Countrywide Realty Co., Inc., 160 F.Supp. 2d 1210, 1225 (D.Kan. 2001)(citation omitted). See also George v. Smith, 507 F.3d 605, 607 (7th Cir. 2007)(Under Rule 18(a), “multiple claims against a single party are fine, but Claim A against Defendant 1 should not be joined with unrelated Claim B against Defendant 2.”). Requiring adherence to the federal rules on joinder of parties and claims in prisoner suits prevents “the sort of morass [a multiple claim, multiple defendant] suit produce[s].”). Id. It also prevents a prisoner from avoiding the fee obligations and the three- strike provision of the Prison Litigation Reform Act. Id. (Rule 18(a) ensures “that prisoners pay the required filing fees – for
the Prison Litigation Reform Act limits to 3 the number of frivolous suits or appeals that any prisoner may file without prepayment of the required fees.”). Accordingly, under Rule 18(a), a plaintiff may bring multiple claims against a single defendant. Under Rule 20(a)(2), he may join in one action any other defendants who were involved in the same law or fact. He may not bring multiple claims against multiple defendants unless the nexus required in Rule 20(a)(2) is demonstrated with respect to all defendants named in the action. The Federal Rules authorize the court, on its own initiative at any stage of the litigation, to drop any party and sever any claim. Fed. R. Civ. P. 21; Nasious v. City & Cnty. Of Denver
Sheriff’s Dept., 415 F. App’x 877, 881 (10th Cir. 2011)(to remedy misjoinder, the court has two options: (1) misjoined parties any be dropped or (2) any claims against misjoined parties may be severed and proceeded with separately).

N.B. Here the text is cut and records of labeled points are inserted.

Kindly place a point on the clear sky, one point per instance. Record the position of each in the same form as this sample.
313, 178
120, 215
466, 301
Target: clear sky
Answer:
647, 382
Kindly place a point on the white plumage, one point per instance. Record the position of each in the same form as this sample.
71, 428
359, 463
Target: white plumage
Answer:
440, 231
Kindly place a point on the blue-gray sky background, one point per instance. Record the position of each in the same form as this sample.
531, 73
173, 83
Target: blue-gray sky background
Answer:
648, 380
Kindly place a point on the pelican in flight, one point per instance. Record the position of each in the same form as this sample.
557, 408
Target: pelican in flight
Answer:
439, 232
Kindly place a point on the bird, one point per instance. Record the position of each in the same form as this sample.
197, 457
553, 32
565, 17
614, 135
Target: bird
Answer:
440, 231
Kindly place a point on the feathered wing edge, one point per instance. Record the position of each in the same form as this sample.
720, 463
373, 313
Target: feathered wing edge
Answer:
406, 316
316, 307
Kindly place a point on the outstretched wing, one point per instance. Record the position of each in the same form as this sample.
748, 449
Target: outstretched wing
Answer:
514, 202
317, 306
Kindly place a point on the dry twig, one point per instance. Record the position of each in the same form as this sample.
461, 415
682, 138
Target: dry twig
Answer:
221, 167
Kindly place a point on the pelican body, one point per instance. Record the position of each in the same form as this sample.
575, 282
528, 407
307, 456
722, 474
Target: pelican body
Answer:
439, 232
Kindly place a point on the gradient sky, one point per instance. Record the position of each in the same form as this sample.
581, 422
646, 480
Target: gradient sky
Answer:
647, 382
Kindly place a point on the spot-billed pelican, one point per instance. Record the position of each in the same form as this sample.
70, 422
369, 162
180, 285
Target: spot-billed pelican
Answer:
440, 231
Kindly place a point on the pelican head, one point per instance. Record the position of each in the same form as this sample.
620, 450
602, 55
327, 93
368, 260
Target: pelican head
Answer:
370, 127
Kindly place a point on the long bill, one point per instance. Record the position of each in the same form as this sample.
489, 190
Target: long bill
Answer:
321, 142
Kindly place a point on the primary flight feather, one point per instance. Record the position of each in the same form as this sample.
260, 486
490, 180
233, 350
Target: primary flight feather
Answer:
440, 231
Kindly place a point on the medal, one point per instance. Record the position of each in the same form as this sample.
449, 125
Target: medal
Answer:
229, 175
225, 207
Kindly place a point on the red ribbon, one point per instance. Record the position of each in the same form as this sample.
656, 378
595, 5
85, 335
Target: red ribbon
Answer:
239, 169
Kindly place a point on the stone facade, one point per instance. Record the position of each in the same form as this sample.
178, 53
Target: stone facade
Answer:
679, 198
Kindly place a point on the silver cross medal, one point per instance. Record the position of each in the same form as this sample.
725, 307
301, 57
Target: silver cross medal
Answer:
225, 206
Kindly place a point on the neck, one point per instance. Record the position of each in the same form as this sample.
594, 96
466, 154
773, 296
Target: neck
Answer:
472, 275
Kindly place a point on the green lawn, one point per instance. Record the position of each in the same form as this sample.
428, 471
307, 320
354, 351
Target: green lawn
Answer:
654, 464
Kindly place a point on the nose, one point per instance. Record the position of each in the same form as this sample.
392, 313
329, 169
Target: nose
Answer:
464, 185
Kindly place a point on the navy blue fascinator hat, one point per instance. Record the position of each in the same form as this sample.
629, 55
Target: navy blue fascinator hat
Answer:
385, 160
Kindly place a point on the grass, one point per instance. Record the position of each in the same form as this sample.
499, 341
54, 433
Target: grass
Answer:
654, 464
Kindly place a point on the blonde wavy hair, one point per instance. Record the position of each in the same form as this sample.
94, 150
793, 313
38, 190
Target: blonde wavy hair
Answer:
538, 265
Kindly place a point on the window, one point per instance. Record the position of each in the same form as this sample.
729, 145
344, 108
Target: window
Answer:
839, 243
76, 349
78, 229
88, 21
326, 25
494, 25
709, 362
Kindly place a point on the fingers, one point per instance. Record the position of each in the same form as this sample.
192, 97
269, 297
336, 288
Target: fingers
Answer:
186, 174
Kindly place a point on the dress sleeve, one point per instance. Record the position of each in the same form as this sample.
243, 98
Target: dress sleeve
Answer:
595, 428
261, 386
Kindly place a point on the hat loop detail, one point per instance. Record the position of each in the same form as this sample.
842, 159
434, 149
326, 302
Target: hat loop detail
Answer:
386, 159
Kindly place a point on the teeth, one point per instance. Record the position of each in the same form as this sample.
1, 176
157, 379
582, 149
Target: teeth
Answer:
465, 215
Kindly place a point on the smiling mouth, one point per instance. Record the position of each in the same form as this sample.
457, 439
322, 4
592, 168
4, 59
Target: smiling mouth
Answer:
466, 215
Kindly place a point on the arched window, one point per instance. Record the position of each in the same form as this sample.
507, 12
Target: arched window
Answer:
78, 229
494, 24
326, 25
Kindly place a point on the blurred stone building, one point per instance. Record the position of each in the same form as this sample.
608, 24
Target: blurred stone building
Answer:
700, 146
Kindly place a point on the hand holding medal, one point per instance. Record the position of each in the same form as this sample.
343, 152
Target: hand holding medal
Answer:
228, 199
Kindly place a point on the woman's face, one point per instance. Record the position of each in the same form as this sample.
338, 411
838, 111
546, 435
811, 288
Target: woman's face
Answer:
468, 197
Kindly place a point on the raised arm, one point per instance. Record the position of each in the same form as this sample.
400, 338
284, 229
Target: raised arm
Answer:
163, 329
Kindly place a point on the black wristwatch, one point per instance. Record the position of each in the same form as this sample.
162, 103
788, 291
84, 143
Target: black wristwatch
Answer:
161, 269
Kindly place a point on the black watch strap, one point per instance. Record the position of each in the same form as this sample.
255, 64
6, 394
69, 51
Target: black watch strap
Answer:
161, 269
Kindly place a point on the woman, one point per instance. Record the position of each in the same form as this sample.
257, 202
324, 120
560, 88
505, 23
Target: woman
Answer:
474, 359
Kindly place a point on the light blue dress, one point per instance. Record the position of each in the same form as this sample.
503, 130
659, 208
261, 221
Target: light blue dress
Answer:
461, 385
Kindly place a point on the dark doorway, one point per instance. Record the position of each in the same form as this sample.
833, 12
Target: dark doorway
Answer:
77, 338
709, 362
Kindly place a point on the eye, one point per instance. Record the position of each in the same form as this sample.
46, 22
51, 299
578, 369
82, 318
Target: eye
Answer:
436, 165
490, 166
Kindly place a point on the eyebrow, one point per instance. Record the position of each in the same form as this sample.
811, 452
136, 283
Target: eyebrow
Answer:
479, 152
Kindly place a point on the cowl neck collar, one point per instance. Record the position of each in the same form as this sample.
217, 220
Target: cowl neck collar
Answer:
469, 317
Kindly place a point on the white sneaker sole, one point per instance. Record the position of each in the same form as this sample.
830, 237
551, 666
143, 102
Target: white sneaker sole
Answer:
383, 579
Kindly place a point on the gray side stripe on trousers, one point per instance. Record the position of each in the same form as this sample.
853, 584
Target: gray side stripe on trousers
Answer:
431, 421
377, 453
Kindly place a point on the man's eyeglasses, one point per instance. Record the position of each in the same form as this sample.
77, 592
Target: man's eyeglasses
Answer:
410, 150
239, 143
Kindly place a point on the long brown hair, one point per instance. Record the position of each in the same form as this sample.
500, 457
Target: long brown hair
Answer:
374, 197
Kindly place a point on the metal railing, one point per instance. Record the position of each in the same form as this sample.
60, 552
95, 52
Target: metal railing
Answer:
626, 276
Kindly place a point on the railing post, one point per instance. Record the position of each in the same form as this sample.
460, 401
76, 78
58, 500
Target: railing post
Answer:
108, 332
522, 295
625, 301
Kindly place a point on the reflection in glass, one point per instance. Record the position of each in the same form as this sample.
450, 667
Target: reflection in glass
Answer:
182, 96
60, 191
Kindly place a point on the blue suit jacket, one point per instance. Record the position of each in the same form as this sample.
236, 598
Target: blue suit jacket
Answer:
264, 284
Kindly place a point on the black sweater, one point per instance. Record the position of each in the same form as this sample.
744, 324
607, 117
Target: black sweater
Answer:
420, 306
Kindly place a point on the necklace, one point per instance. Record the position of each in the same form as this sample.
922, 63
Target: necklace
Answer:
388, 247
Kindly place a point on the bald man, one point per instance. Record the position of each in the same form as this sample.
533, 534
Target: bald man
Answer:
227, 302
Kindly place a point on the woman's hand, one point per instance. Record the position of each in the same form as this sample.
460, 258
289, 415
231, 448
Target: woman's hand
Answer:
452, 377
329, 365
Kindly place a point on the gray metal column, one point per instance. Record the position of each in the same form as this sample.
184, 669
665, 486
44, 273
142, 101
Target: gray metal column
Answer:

Therefore, if the claims presented in this action are, as it appears, unrelated, plaintiff must present them in separate actions and will be required to pay a filing fee for each case. In the amended complaint, plaintiff must set forth the transactions or occurrences which he intends to pursue in accordance with Rules 18 and 20 and must limit the facts and allegations to properly-joined parties and events. Plaintiff must allege facts in
his complaint showing that all counts arise out of the same transaction, occurrence, or series of transactions; and that a question of law or fact common to all named defendants will arise in the action.